The activities we have been involved in include “World’s Greatest Shave” for the leukaemia foundation and our group was ranked fifth in Australia for “The Push-Up Challenge” which is a great initiative that raised awareness for mental health. Furthermore, we participated in “Walk4Brain Cancer”, as well as raising awareness about the Armenian Genocide and Artsakh Humanitarian crisis through donating blood via the “Australian Red Cross Lifeblood” initiative.  

In my downtime, I enjoy playing board and card games with my family, my favourites being chess, backgammon and UNO.  

Tell us about the ACO course you have recently completed and what inspired you to undertake this?

Last year, I completed the ‘ACO Certificate in Public Health and Leadership in Eye Care’ online course. The reason I enrolled in this course was because I wanted to learn how the public health system works and the role that optometrists have in it. 
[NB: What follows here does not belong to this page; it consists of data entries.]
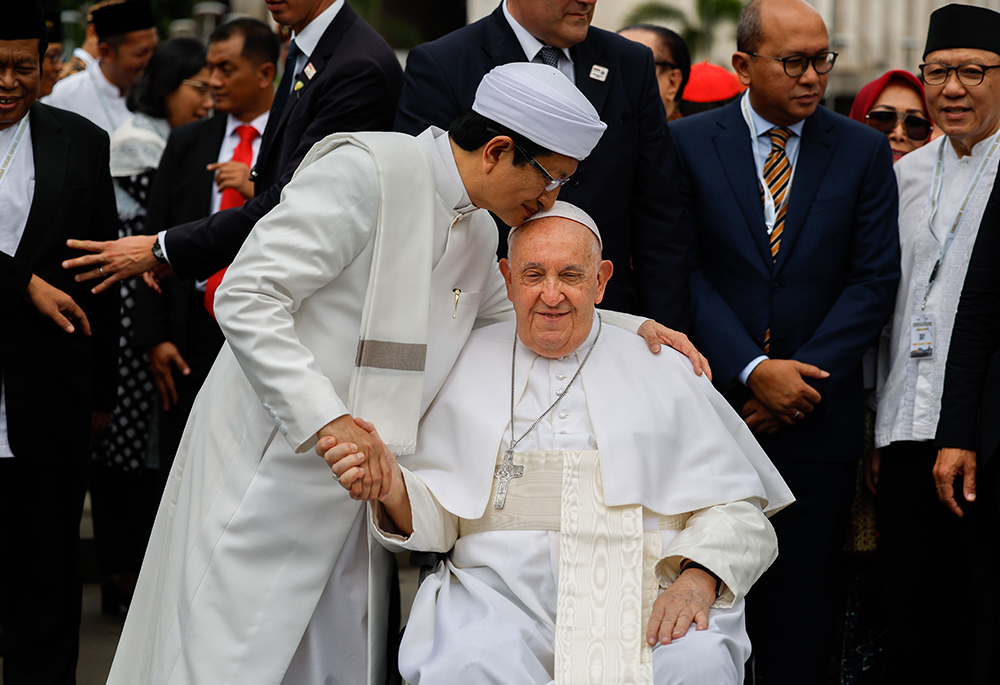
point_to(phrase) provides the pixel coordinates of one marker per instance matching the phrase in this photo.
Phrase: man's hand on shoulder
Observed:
(112, 260)
(686, 601)
(656, 334)
(778, 384)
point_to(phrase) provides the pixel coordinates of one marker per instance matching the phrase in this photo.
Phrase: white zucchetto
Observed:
(539, 102)
(566, 211)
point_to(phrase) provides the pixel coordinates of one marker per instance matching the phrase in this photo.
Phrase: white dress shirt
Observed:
(532, 45)
(17, 188)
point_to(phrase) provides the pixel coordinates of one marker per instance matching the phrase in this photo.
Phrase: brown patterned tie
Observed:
(777, 174)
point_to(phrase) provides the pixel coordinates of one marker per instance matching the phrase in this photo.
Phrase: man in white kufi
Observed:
(570, 484)
(353, 297)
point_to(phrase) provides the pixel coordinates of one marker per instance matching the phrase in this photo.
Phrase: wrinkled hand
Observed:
(685, 602)
(778, 384)
(952, 463)
(873, 463)
(759, 418)
(234, 175)
(118, 259)
(56, 305)
(161, 358)
(656, 333)
(373, 455)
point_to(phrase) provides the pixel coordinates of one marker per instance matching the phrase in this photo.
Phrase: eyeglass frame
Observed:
(198, 85)
(901, 117)
(948, 70)
(810, 59)
(553, 182)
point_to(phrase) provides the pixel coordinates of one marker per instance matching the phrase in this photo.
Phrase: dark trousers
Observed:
(41, 502)
(790, 610)
(924, 565)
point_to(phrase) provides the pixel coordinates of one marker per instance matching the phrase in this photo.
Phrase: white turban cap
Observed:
(539, 102)
(563, 210)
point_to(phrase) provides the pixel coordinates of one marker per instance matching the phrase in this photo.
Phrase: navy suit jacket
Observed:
(832, 287)
(629, 182)
(355, 88)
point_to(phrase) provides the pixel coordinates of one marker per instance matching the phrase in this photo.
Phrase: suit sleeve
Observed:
(358, 93)
(859, 312)
(974, 339)
(659, 234)
(427, 98)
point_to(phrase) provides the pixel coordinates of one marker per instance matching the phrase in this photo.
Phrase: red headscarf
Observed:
(869, 94)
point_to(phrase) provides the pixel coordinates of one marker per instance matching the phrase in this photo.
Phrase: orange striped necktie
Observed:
(777, 174)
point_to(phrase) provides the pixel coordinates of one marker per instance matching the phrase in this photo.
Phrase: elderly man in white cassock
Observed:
(605, 509)
(353, 297)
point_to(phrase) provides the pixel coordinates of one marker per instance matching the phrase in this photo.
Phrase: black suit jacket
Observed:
(53, 379)
(970, 404)
(355, 88)
(832, 287)
(182, 192)
(629, 182)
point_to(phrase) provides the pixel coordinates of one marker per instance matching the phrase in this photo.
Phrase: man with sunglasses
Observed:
(794, 264)
(943, 193)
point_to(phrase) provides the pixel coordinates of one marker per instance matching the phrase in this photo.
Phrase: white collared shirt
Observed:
(532, 45)
(16, 194)
(228, 147)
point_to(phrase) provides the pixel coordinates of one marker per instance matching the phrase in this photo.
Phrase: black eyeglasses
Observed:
(553, 182)
(885, 120)
(796, 65)
(968, 74)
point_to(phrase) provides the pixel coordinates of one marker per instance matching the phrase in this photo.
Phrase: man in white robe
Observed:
(258, 566)
(629, 474)
(943, 190)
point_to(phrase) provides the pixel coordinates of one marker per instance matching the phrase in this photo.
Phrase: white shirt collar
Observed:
(309, 37)
(529, 43)
(259, 123)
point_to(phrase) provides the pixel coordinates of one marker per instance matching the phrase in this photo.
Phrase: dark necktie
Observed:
(550, 55)
(287, 80)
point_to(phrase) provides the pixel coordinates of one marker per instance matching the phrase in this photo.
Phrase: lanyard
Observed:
(770, 211)
(12, 148)
(936, 193)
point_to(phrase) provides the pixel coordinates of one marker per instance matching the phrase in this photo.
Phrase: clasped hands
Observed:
(781, 397)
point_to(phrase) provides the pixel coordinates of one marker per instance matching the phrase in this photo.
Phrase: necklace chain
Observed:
(513, 357)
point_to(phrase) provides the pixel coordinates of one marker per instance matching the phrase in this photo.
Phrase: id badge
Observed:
(921, 337)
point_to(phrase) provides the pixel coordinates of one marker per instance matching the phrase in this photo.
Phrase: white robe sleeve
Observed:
(434, 528)
(325, 218)
(735, 540)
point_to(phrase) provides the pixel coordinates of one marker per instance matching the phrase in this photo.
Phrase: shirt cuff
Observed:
(748, 369)
(162, 235)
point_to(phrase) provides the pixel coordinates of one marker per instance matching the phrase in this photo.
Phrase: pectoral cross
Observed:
(506, 471)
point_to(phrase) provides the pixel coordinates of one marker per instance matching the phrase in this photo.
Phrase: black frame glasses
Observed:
(796, 65)
(916, 127)
(553, 182)
(970, 74)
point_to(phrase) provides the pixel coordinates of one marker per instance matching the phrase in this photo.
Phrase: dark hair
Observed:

The course helped me learn about different issues faced in the public health system, how to advocate in the profession of optometry and also about different leadership styles based on evidence-based guidance. My biggest takeaway from this course was from the final assignment which challenged us to address an area of concern in the public health system. The topic I chose for my project was to raise awareness about myopia and reducing screen time via facilitating virtual educational activities for local schools that at the time were home-schooling due to the “stay-at-home” protocol and lockdown in Sydney due to COVID. Through completing this assignment, I felt that I was able to really make a positive impact on my community as an eye care professional during a time of uncertainty. 

Do you recommend our members do this course? How would it help our members?

Every Optometrist should have a basic understanding of how our health system works. We are not just eye professionals; we are health care professionals. We have a key role as leaders in protecting the safety and improving the health of our communities. Although this course is online, it challenges you to think outside the box and I encourage young optometrists to always be curious and work towards improving health and social outcomes for all.   

The link to sign up for the course is and the commencement date is 16th May 2022.

Do you have any advice for young optometrists out there who would like to pursue their passion but haven’t quite gotten started?

I think it is important to initially take baby steps outside of your comfort zone because the beginning is always the most difficult part. Currently, I am taking steps towards improving my cooking skills and learning a third language by watching YouTube videos. The process has been challenging, but then again, small progress is better than none. 

Do you find it easy to juggle your optometry career and your other passions?

I think it is easy because the other passions help me become a better optometrist as I find time away from optometry helps me be more energized to tackle stressful situations when they occur. It helps you not be fixated on one thing and at the same time helps diversify your skillset and mindset.